Zakupiłem serki homogenizowane "Danio" i "Vitello", oba z kawałkami czekolady. Testujemy.

Danio
Pudełko większe, ale gramatura ta sama (140g) - więcej powietrza, bo objętość identyczna.
  • Po otwarciu: białe, trochę grudowate, większe kawałki czekolady.
  • Po degustacji: słodkie, czekolada czekoladowa, rzadsze, mniej zdecydowane w smaku.
  • Wartości odżywcze (100g): wart. energ. 122kcal/511kJ, białko: 5,8g, węglowodany: 14,4g, tłuszcz: 4,5g.
  • Skład z etykiety: twaróg odtłuszczony, wsad smakowy z kawałkami czekolady (cukier, czekolada(1,8%), syrop glukozowo-fruktozowy, aromat), śmietanka, cukier, skrobia modyfikowana, żelatyna wieprzowa. 9 składników.

Vitello
Pudełko mniejsze, ale gramatura ta sama (140g), objętościowo tyle samo.
  • Po otwarciu: kolor ecru, gładkie, kawałki czekolady mniejsze, ale liczniejsze.
  • Po degustacji: słodkie, czekolada czekoladowa, bardziej kremowa (i gęsta) konsystencja.
  • Wartości odżywcze (100g): wart. energ. 131kcal/550kJ, białko: 5,5g, węglowodany: 16g, tłuszcz: 5g.
  • Skład z etykiety: ser twarogowy, śmietanka pasteryzowana, wsad stracciatella (cukier, wiórki czekolady - 2,5%, aromat). 6 składników.

Moje wnioski:
Straszliwy serek homogenizowany "Vitello" z Biedronki jest smaczniejszy i bardziej czekoladowy (chociażby ilość wiórek/kawałków czekoladowych o tym powinna świadczyć).
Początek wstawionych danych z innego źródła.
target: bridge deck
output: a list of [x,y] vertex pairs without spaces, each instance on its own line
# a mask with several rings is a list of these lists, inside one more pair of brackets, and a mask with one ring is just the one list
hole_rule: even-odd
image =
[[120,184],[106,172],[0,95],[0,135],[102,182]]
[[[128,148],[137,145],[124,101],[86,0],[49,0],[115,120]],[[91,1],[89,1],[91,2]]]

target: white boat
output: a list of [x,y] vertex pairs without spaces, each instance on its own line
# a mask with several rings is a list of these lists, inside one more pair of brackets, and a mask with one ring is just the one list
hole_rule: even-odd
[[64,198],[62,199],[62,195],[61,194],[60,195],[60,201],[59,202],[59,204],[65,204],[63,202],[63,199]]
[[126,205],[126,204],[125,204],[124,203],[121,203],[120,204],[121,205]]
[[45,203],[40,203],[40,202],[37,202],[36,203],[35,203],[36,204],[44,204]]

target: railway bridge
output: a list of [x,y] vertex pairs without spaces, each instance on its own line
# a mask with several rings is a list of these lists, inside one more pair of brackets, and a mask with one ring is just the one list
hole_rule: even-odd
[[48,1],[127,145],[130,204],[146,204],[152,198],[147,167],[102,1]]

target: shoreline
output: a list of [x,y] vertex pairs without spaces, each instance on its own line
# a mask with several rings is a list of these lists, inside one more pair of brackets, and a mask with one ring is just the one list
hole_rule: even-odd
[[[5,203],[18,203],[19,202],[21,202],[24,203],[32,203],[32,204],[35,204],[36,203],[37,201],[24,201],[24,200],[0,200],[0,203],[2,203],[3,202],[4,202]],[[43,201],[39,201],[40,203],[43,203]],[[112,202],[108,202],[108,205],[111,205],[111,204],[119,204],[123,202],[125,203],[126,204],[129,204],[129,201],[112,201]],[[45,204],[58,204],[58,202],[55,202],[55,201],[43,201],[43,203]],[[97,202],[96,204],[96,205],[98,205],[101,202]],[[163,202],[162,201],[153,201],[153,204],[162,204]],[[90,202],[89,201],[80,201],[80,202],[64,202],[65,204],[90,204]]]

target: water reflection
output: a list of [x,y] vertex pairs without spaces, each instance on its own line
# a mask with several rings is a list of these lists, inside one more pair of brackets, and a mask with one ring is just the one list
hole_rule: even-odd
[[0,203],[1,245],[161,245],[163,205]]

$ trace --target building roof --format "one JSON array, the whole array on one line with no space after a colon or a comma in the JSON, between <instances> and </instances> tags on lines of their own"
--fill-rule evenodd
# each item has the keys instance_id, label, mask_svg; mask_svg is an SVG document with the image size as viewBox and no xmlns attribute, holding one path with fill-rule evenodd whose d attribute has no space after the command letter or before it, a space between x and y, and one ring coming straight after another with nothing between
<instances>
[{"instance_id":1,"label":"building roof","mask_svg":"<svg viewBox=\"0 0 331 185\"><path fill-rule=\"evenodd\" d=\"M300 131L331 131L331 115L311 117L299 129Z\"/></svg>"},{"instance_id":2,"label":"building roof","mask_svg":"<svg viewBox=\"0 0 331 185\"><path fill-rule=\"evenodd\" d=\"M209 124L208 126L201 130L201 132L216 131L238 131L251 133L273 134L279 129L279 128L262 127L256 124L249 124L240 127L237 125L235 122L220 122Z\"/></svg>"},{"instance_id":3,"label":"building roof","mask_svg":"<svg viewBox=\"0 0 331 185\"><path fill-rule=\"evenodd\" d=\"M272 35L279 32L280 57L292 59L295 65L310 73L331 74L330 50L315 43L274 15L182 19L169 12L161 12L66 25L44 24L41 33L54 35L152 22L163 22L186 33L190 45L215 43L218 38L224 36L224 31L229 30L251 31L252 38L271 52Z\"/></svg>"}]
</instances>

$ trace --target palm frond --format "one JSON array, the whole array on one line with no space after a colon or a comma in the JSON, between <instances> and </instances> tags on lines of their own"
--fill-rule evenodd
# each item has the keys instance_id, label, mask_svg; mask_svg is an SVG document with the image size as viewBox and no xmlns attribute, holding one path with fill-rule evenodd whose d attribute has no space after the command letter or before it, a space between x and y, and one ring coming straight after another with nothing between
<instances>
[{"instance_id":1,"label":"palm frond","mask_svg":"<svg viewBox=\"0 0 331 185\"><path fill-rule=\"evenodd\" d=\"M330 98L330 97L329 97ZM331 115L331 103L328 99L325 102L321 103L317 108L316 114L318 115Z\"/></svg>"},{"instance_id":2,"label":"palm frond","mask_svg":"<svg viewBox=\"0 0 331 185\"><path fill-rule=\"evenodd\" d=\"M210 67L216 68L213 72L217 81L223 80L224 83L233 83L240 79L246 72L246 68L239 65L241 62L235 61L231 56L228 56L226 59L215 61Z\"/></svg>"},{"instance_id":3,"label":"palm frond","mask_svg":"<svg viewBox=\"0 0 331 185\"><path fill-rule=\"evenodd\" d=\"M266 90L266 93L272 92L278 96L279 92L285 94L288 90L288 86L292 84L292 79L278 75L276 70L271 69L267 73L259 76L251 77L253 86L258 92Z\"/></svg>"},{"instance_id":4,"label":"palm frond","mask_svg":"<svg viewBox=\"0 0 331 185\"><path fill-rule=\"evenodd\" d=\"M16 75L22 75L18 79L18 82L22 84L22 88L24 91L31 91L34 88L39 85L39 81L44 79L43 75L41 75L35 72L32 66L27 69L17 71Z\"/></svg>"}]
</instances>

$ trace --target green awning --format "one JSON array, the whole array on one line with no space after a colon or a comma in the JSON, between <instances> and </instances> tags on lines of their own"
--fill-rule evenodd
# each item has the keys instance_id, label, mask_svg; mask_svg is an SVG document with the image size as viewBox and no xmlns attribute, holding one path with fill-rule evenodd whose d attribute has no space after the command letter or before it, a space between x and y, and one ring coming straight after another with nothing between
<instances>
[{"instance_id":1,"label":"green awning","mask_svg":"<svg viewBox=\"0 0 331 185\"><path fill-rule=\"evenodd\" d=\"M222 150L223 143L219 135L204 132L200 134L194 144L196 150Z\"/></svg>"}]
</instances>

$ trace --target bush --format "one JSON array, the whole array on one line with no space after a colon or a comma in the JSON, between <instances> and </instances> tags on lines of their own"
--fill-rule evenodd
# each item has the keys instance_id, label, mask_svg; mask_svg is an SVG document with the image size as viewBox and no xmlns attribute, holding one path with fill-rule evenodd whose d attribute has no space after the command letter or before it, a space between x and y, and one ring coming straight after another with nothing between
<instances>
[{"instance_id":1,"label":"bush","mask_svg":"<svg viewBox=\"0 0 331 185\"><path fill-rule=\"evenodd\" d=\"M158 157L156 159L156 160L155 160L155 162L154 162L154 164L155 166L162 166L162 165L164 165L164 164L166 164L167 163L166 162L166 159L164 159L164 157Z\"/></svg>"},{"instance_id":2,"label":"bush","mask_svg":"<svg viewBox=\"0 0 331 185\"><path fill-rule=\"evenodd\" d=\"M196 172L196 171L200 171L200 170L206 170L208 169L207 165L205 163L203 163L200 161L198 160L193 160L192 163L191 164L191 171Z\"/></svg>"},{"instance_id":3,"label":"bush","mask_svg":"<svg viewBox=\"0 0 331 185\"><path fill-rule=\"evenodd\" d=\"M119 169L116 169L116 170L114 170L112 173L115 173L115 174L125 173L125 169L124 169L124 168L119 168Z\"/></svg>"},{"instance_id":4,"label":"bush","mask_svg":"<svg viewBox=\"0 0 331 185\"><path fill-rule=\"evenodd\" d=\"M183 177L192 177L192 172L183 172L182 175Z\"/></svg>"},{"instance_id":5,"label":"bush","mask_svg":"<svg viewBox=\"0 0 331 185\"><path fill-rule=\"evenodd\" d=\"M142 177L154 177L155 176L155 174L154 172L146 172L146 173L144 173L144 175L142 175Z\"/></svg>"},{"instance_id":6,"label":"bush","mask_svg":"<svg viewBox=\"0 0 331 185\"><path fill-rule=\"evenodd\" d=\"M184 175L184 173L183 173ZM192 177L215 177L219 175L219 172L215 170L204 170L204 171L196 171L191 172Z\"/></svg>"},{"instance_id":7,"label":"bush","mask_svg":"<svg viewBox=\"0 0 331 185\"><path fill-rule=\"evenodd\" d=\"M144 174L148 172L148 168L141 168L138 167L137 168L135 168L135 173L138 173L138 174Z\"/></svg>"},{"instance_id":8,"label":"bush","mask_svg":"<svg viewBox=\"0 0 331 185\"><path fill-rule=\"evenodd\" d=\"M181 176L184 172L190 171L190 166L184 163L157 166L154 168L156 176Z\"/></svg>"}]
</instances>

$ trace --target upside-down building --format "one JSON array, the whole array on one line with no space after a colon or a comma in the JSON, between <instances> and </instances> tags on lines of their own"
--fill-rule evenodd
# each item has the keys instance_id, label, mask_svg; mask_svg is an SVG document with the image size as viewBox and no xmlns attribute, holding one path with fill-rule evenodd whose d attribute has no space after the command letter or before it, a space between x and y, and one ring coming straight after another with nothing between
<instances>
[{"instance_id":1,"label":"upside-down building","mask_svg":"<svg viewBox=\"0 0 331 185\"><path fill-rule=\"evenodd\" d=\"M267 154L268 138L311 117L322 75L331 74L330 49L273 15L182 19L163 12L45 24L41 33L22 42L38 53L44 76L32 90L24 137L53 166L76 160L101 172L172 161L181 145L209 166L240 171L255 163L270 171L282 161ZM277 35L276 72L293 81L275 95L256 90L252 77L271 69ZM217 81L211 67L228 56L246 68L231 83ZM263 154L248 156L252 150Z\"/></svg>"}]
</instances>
Po składzie widać, że jest również mniej ubajerowiony dodatkami, które, być może (to tylko taka moja teoria), mają poprawić niektóre właściwości, albo zapobiec pewnym niedoskonałościom produktu wynikającym ze stosowanej technologii lub receptury jego wytwarzania. Bardziej kaloryczny, ale różnica praktycznie żadna.

Uwag kilka:
Skład na etykietach podawany jest w kolejności od tego, co najwięcej do tego co mało lub najmniej.
Wszelkie zastrzeżone nazwy oraz cytaty podawane są tylko i wyłącznie w celach informacyjnych.

niedziela, stycznia 02, 2011

Wspominkowo

Ja wiem czemu ta piosenka kojarzy mi się z Hanką Bielicką.
Za wikipedią:

1 marca 2006 wzięła udział w nagraniu programu Szymon Majewski Show, w którym żartobliwie powiedziała „Dzisiejszy wieczór będzie pod nazwą: Bawcie się dzieci, nim babcia odleci.” Był to jej ostatni telewizyjny występ. Za pracę artystyczną otrzymała wiele odznaczeń i nagród.
9 marca przed południem przeszła w szpitalu przy ul. Stefana Banacha w Warszawie operację tętniaka aorty, po której o godzinie 16:15 tego samego dnia zmarła. Nazajutrz, 10 marca, polski Sejm uczcił jej pamięć minutą ciszy. Pogrzeb artystki odbył się 16 marca.

sobota, stycznia 01, 2011

Nowy Rok

Rozpoczął się Nowy Rok. Jutro idę na siłownię, bo do tej pory nie chodziłem z powodu głupiego przeziębienia.
Plan na ten rok. Wylaszczyć się z zachowaniem umiaru i dobrego smaku. Dostać się na studia (to w czerwcu), dorobić się stabilnego źródła przyzwoitego dofinansowania studiów (do czerwca/lipca) dziennych i rozpocząć studia (najlepiej dzienne) w październiku.
Awaryjny pomysł (gdyby gotówki było za dużo): nauczyć się pływać.
Z pozostałych postanowień: porządki (oby jak najszybciej), ostateczne zwalczenie 20-letniego nałogu/nawyku, kierowanie się przyzwoitym i zdrowym egoizmem w życiu.
Szybkie czytanie jakoś idzie - raport na blogu o czytaniu, wraz z komentarzem, zamieściłem.
Wszystkim czytającym lepszego nowego!